About 15 minutes after starting, Geoffroy arrived where the race had begun and was to end. Along the route, he got his signals crossed, took a wrong turn and suddenly found himself alone. As this was his first-ever day-pass from prison, the solitude was unexpected and unsettling. His face awash in sweat, Geoffroy nervously back-tracked to where the crowd waited. He was disappointed not to have completed the race. After a brief picnic with family and friends – most of whom had not seen him since 1969 – Geoffroy returned to where nobody gets lost when going for a run.

For the past decade, home for Geoffroy, 35, has been a series of federal penitentiaries in Quebec where he’s serving the stiffest sentence (short of death) ever handed down in the history of the British Commonwealth: 124 life terms, plus 25 years. Outside Quebec, his name has long been forgotten since his arrest and sentencing in 1969 made headlines across the country.

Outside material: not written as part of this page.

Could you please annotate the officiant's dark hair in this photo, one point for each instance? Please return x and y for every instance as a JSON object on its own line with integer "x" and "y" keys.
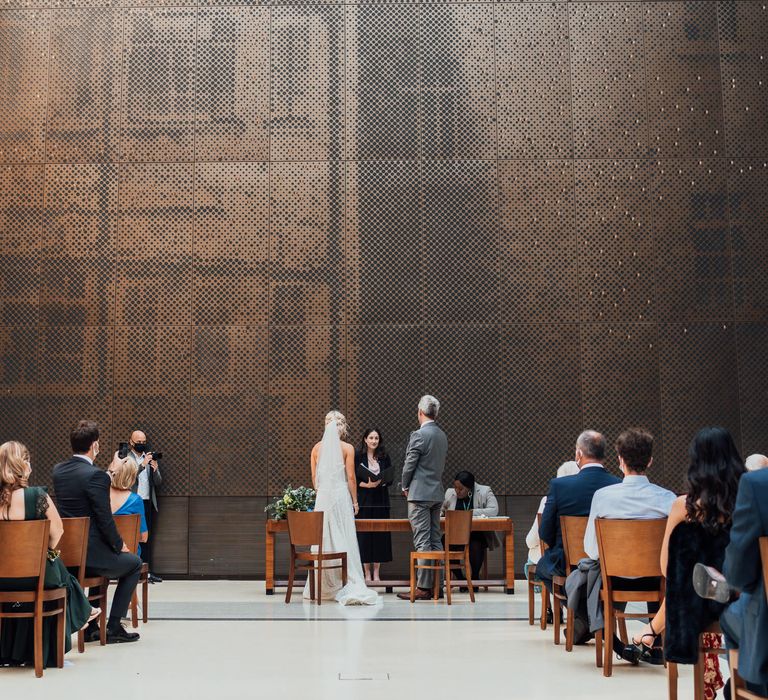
{"x": 466, "y": 478}
{"x": 379, "y": 452}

Inside the province, Geoffrey is the focus of intense debate. He’s seen either as an incorrigible anarchist or a political prisoner, a sinister bomber ready to terrorize again or a reformed militant now a scapegoat for Ottawa and the National Parole Board, still being punished, in part, for crimes he never committed. In prison, he’s easily defined. At the minimum-security Ste. Anne des Plaines Institution, 35 miles north of Montreal, inmate SV-4716 is just another convict doing time, even if he’s no ordinary criminal. Before his arrest, Geoffroy had been on the noisy side of Quebec’s Quiet Revolution of the 1960s. He was an activist in the Rassemblement pour l’Indépendance Nationale while a student in Montreal. In 1968, he joined the Front de Libération du Québec, a radical group whose initials, FLQ, had spelt trouble for Quebecers since 1963 and were to be indelibly carved on the minds of all Canadians during the October Crisis in 1970.

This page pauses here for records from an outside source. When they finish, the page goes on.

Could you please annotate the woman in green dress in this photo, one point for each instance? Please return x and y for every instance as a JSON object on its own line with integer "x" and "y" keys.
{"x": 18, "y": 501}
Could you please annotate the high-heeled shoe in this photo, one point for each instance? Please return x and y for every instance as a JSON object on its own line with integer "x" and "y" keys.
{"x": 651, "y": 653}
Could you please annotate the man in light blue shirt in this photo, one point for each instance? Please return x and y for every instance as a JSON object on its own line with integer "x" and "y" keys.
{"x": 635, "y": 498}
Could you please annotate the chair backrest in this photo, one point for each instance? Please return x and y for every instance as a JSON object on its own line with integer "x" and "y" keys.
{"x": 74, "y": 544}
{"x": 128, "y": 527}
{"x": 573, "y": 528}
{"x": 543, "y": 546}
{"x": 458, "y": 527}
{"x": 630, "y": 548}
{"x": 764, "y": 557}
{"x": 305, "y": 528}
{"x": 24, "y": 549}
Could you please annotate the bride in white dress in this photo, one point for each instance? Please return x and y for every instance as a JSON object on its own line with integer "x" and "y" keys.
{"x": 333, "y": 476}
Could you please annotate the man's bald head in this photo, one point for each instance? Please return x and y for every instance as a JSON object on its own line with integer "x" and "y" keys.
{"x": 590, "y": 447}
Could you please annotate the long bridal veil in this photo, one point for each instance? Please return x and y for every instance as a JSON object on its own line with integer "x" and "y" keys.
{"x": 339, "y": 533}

Geoffroy’s arrest came at a time when Montreal was plagued by an increasingly prolific – and elusive – team of FLQ bombers. In the previous year, there had been some 60 incidents in which bombs either exploded or were dismantled by police. In the early hours of March 4, 1969 a special squad of RCMP, Quebec provincial and Montreal police stormed Geoffroy’s downtown apartment. They found their suspect alone with an arsenal of three bombs and 300 sticks of dynamite and a booby-trapped suitcase. According to police, had Geoffroy not been there to tell them about the luggage beneath his bed, it could well have been a deathly awakening for residents of the entire apartment block.

By 8 a.m., the Montreal police chief had convened a press conference to proclaim his men had made an important capture. It involved, he explained, “an extremely dangerous individual… a dynamiter (who) had in his possession at home a large quantity of communist literature from Russia, China and Cuba and large posters of Karl Marx, Lenin and Che Guevera…” Geoffroy was accused of all the bombings attributed to the FLQ since the previous spring.

Today, more than 10 years later, Montreal rests a lot easier, no longer in fear of things going bang in the night – or day. For Geoffroy, so bent on bringing about change, life came to an abrupt standstill in 1969. Quebec moved right along without him. In the fall of 1970 when the FLQ kidnapped British diplomat James Cross, abducted and assassinated Quebec provincial cabinet minister Pierre Laporte and Ottawa responded with the War Measures Act, Geoffroy had already been behind bars for a year and a half. He was one of 23 FLQ prisoners whose freedom the kidnappers demanded.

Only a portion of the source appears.